251). Sandrine, 24 ans, étudiante en italien, explique à l’auteur son rapport à la vie avec ses parents : « Quand je te
dis que je m’y plie, cela ne relève pas de l’obligation, mais cela fait 24 ans que je vis avec eux. Et ils font comme cela
et toi tu fais pareil. Dans ma tête, c’est clair, je ne vois pas pourquoi plus tard je ferais pareil, mais à partir du
moment où je suis avec eux… » (p. 274).
Conclusion
De Singly affirme que « la modernité propose des normes qui sont, fréquemment, difficiles à articuler
entre elles » (p. 399). Nous avons mis en évidence les exigences contradictoires de la vie dans les familles
modernes et l’on peut les subsumer sous le grand paradoxe de l’équilibre entre la « vie avec » et la « vie seul ».
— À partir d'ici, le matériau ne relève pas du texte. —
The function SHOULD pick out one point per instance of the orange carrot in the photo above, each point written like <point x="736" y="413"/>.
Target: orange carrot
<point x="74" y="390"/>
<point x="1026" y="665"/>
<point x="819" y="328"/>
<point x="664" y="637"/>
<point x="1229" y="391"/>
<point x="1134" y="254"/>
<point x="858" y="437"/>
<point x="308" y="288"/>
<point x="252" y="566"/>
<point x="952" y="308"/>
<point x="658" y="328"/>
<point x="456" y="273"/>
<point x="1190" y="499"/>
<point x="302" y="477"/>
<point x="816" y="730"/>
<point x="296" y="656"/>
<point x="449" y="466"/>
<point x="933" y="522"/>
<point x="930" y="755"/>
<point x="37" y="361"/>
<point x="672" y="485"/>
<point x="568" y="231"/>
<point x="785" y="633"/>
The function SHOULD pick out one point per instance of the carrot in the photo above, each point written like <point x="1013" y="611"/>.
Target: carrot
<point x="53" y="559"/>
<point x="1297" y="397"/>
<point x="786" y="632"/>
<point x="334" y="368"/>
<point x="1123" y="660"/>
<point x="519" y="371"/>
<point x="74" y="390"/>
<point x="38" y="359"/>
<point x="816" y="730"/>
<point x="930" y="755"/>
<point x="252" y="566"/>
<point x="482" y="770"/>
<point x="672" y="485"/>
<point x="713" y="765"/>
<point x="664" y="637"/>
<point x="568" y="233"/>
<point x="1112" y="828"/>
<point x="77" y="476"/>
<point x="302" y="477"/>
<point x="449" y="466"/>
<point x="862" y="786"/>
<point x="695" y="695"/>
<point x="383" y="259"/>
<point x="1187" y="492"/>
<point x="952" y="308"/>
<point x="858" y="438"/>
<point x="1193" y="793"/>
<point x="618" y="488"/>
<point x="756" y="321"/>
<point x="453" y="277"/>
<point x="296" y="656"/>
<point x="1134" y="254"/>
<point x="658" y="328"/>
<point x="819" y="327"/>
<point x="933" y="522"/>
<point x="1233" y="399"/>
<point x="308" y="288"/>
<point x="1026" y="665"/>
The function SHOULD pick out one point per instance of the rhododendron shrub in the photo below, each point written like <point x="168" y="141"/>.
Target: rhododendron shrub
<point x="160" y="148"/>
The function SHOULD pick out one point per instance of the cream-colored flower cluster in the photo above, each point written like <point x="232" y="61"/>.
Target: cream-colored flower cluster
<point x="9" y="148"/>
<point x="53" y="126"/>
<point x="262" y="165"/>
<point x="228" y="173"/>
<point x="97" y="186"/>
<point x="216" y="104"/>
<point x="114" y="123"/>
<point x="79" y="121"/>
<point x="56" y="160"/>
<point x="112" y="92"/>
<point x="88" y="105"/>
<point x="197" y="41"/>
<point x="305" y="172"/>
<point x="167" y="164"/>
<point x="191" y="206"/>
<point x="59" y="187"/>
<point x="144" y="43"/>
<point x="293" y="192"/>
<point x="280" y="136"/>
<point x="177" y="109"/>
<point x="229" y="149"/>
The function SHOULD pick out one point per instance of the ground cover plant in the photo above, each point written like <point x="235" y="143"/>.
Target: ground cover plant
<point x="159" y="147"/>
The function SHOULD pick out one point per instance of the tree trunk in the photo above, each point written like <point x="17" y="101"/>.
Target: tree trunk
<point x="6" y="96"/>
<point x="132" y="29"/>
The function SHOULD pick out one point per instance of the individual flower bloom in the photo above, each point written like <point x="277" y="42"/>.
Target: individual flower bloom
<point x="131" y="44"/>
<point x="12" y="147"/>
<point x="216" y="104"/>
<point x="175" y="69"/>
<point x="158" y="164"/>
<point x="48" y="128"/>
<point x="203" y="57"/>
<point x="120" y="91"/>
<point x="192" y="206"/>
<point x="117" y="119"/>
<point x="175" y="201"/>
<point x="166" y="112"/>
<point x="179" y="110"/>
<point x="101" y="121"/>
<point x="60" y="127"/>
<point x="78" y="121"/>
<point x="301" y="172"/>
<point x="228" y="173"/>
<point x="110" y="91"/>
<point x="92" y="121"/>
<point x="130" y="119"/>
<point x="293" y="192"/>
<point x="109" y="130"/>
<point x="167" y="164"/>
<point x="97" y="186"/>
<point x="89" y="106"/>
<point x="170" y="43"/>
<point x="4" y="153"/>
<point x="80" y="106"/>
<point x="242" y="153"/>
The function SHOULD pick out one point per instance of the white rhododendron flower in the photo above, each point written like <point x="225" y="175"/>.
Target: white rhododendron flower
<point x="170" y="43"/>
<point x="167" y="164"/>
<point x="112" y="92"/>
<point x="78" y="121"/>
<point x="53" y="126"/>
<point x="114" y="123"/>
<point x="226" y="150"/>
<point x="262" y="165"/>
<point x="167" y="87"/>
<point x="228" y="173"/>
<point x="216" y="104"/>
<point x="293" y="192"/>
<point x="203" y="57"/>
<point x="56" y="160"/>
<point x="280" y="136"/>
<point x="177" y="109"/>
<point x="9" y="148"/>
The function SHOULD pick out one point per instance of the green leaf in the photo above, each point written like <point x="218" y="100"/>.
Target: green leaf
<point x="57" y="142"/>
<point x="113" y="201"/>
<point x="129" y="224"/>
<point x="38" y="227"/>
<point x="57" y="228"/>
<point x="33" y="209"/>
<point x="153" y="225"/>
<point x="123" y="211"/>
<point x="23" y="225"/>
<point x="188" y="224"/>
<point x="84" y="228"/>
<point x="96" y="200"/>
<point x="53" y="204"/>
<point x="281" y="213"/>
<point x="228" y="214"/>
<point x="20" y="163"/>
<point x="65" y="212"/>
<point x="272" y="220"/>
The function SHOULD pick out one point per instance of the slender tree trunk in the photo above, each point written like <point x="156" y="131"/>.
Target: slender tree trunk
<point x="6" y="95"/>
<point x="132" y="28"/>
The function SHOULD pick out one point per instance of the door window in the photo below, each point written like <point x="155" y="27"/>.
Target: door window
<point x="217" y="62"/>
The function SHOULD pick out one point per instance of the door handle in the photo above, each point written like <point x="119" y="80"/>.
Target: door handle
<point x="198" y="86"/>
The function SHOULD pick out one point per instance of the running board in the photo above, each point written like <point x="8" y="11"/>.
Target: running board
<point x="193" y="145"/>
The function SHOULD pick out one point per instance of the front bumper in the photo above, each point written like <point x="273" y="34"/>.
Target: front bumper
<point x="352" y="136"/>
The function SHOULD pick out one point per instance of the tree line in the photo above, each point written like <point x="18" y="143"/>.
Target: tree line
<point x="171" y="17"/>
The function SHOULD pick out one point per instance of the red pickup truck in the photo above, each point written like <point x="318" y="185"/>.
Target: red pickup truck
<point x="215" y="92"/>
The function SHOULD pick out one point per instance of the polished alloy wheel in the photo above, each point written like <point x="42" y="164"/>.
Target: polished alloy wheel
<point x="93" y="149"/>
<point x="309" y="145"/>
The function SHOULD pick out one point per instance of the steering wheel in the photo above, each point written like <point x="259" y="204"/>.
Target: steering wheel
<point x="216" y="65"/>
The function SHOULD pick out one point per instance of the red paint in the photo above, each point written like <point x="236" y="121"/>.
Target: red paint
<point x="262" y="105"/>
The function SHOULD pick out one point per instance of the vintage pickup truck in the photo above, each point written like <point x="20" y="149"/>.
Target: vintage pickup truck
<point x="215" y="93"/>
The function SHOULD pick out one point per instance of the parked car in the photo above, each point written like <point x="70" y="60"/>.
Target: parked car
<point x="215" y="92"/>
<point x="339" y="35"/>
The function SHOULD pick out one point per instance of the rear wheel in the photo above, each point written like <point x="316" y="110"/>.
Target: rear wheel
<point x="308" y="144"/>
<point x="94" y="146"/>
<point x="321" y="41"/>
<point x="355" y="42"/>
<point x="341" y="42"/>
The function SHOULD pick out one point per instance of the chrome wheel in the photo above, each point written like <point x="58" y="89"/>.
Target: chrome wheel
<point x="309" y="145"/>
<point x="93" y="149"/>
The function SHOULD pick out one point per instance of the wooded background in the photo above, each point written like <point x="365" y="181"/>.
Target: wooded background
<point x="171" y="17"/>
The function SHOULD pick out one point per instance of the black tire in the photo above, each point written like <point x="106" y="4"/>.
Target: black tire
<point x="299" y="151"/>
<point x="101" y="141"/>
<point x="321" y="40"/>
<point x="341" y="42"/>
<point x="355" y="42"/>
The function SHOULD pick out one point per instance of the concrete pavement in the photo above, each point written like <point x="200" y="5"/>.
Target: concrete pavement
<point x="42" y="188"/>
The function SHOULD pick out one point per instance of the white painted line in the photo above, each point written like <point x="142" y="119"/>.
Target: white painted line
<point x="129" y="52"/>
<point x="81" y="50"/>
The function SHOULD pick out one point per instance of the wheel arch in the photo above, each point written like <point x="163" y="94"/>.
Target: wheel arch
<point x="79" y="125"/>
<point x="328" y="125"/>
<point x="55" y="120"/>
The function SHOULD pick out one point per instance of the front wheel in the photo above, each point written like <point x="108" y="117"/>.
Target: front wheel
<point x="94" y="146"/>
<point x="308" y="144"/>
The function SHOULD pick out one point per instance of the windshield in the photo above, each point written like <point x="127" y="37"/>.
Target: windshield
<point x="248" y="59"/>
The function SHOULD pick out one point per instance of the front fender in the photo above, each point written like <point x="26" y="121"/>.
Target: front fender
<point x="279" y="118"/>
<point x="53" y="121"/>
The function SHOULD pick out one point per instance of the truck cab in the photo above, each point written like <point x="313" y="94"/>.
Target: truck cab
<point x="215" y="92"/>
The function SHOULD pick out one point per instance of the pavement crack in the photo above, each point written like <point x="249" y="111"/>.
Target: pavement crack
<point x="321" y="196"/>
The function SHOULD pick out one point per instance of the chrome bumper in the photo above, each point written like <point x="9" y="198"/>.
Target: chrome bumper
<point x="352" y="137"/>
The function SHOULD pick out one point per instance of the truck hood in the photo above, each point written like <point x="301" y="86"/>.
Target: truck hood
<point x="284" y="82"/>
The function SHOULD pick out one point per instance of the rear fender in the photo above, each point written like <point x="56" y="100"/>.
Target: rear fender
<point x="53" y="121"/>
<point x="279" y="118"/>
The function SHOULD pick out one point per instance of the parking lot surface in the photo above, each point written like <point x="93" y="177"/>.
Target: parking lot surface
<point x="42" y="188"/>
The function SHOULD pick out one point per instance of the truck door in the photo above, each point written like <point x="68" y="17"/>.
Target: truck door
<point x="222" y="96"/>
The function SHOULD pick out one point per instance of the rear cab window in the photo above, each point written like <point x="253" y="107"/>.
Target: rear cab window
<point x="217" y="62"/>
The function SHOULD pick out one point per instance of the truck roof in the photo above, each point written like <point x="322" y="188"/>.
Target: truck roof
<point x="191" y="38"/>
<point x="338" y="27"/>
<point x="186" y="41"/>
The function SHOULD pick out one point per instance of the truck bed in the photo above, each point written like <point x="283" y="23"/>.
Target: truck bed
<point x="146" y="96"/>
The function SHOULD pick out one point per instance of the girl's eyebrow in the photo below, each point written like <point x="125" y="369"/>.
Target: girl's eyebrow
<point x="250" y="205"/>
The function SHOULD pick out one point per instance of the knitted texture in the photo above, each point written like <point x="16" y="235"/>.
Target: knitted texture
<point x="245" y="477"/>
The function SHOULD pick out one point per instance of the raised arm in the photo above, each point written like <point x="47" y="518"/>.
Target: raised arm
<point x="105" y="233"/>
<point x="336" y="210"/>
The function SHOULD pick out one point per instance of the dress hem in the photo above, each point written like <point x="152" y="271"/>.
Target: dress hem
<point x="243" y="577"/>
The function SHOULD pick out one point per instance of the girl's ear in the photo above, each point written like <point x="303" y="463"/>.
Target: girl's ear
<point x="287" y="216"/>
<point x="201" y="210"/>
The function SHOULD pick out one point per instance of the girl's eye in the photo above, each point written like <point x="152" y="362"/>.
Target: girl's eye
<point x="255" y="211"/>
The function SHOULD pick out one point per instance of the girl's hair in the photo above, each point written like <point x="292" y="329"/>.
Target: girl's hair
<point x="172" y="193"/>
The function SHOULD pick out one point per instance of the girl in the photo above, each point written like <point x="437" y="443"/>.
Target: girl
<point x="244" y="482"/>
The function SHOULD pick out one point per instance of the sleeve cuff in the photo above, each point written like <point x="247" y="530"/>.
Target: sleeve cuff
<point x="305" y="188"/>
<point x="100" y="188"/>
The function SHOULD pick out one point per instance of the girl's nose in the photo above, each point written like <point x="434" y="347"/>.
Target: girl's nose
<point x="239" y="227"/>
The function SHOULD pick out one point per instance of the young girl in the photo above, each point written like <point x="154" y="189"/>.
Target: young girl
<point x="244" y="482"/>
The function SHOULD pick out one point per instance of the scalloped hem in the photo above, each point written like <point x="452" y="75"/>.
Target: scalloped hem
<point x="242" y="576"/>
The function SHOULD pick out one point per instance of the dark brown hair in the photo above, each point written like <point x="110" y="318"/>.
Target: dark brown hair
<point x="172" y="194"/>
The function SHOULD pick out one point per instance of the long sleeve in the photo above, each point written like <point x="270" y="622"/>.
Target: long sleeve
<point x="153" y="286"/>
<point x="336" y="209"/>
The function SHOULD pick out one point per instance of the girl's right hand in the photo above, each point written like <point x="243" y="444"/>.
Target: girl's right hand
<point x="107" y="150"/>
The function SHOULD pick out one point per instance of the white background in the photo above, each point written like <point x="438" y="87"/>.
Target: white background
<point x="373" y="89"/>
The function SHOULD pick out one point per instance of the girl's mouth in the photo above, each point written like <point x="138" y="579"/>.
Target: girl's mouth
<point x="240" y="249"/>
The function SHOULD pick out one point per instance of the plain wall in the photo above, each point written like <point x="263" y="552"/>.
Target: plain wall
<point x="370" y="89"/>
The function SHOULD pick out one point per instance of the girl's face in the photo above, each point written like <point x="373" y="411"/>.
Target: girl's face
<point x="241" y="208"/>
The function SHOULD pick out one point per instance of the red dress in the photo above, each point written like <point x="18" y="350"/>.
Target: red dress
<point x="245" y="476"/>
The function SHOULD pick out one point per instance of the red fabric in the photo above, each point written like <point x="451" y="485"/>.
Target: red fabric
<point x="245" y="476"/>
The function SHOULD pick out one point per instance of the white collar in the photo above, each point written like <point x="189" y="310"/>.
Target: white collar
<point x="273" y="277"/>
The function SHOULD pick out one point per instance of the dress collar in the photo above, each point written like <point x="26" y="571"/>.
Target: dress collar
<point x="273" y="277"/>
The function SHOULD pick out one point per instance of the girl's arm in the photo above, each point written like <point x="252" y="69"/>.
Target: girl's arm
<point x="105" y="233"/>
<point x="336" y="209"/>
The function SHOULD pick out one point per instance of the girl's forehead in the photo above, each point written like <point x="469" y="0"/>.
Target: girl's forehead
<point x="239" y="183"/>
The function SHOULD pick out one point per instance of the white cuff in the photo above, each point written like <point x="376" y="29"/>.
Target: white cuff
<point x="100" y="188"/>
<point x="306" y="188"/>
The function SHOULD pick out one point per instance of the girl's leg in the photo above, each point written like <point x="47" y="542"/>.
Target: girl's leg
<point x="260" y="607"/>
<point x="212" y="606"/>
Chacun essaie de trouver la solution la mieux adaptée à sa propre situation familiale et à ses besoins personnels :
* les conjoints peuvent décider de ne pas partager leur « nid », ou de vivre ensemble, en aménageant leur quotidien de
façon à mener leurs propres activités tout en témoignant de l’attention à l’autre, ou encore, lorsque le quotidien
devient trop pesant, de mener une double vie (l’infidélité peut alors être vue comme « une reconquête de soi », p.
316).
* les enfants peuvent s’isoler dans leur propre chambre, ou dans leur chambre « préférée », mais aussi créer des
frontières invisibles au sein d’une chambre partagée avec des frères ou sœurs.
* les jeunes adultes, comme les personnes âgées en maison de retraite, cherchent à se montrer le moins possible dans
des pièces communes de peur d’un éclatement de leur soi.
Dans tous les cas, nous analysons bien « le monde privé », tel que le conçoit O. Schwartz.